I do publish both my writing and my work created in such times. I find it more honest than anything else as it stems from this place of complete isolation towards one emotion, typically sadness or helplessness even. There is a fragility to the words and colors chosen. However, I feel the need to pick myself up and don’t find imbalance a way to create with longevity. Having a healthy frame of mind is really important for me to be able to create for an entire day and to also have the headspace to do things, like chores, for example. To me, an imbalance for too long paralyzes the logical mind. It might make me a better artist or photographer but probably not the best daughter, friend or room-mate.

You just said that having a healthy frame of mind is really important to you. Could you share with us about how you approach emotional wellness? 

I feel I practice mindfulness in most of my actions and try and see the positive side of any situation, in life and in my work. I am an optimist and very enthusiastic most days in a year. However, as artists we can be so self-critical, I for sure am. I always see scope to grow and improve. This attitude can be extremely motivating and help you reach for more but if it’s not in the right doses, it can pull you down. I struggled with self-doubt more when I didn’t have a clear idea of where I wanted my work to take me. Since I started creating images myself I feel focused and I feel like I am on the right trajectory. I also have the tendency to overwork myself and although it’s enjoyable no matter the hours, it can get physically exhausting and emotionally draining with constant deadlines. I feel I practice more self-care and take the time out to spend with loved ones and by myself. I wish to approach every situation with a calm frame of mind, I have improved a lot over time. Earlier, hinderances during a project, particularly the ones which weren’t in my control, would make me really anxious. I feel I tackle them better now. I feel my mind gets better with each day by practicing mindfulness.

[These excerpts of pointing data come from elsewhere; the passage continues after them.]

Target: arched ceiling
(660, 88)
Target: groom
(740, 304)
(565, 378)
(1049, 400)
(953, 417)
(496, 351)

Before I ask you the last question- since your work is more poetry than poetic, is there any particular poem or a short story that complements your being?  

Thank you, those are very kind words and I feel I have to do so much better to live up to these. Yes, many! I enjoy the lyrical writings of Ben Okri. Also the first chapter from Letters to a Young Poet by Rainer Maria Rilke.

With that, what would you suggest an aspiring artist?

To create as often as you can and to explore facets of your work as much as you can. Never stop learning, never feel like you know enough. Find something you love to do, create with all the love that you have for what you do and create for yourself first.